DirectAnimation orthogonal media engine highlighting audio integration

DIRECTANIMATION -A NEW APPROACH TO MULTIMEDIA

Ken Greenebaum

1 Microsoft Way

Redmond, WA 98052

425-703-6873

ABSTRACT

Traditionally, libraries that expose computer media capabilities to programmers are both monolithic (they control only one media type), and imperative (the programmer commands the computer to perform discrete steps). These libraries control one medium very well but are difficult to integrate. For example, Silicon Graphics’s has the GL graphics library, the AL audio library, the CL compression library, and the VL1video library. DirectAnimation (referred to in this paper as DA) takes a very different approach. Inspired by the TBAG2 system, DA is a multimedia engine and API that fully integrates 2D, 3D, video and audio media with an implicit timeline via dynamic constructs called behaviors. Programmers describe animation using a declarative functional language paradigm. DA allows content to be authored either for standalone applications or the Web.

INTRODUCTION

This paper describes the fundamental DA concept of behaviors, the motivation for the declarative, functional-based programming approach, media integration, and the concept of implicit time/media synchronization. It emphasizes the treatment of audio and demonstrates how easily audio can interact with other media elements and how simply advanced techniques such as parametric synthesis, 3D spatialization, and synchronization are available to the developer.

Behaviors

Behaviors are fundamental to DA. A behavior is simply a described value that is defined with respect to time or other behaviors. All behaviors belong to one of DA’s fundamental types (described later). Each fundamental behavior type has a number of dynamic parameters. These parameters have default values but can be defined with respect to time or other behaviors. Audio parameters include rate, phase, gain and pan.

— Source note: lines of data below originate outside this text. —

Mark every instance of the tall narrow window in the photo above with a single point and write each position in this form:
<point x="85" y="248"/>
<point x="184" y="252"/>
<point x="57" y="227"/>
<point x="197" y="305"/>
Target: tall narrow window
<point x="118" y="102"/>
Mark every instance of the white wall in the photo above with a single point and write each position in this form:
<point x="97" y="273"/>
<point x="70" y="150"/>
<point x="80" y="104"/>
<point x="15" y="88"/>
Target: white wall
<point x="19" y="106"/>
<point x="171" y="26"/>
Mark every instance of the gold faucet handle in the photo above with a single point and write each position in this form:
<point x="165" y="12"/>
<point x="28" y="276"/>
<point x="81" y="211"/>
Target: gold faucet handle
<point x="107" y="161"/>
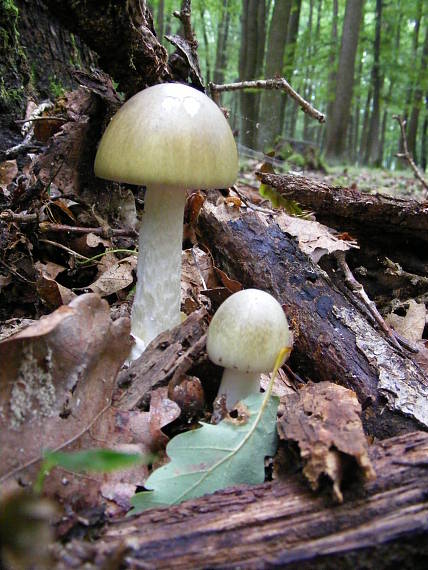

Some primitive behaviors are system constants (for example, silence, emptyImage, and red) but most are the result of declaration, a synthesis operation, or media import. In turn, most behaviors are actually composites of other behaviors. Behaviors dependent on outside events, such as a user clicking the mouse, are called reactive behaviors. Here are some examples of audio behaviors (all examples require Microsoft Internet Explorer 4.x):

Primitive, static behavior:

awSound = sinSynth.rate(800); // 800Hz sine wave

Listen to this example.

Dynamic behavior based on rawsound (rawSound rate varying from ½ to 1½ nominal every second):

siren = rawsound.rate(div(add(toBvr(2),sin(localTime)),toBvr(2)));

Listen to this example.

Reactive behavior with mouse button interaction:

alarm =(SoundBvr)until(silence, leftButtonDown, siren);

Listen to this example.

Declarative approach

While most media libraries are designed using the imperative paradigm, DA uses a functional approach. The advantages of functional programming are well-presented in John Bakus’ Turing Award Lecture3 and its fundamental principles are described in introductory texts4.

DA’s declarative approach makes it very straightforward for the programmer to build up complex relationships and animations without worrying about side effects or synchronization. Compound behaviors such as a spider climbing up and down a web hanging from a swinging pendulum are easy to describe but difficult to simulate in imperative systems.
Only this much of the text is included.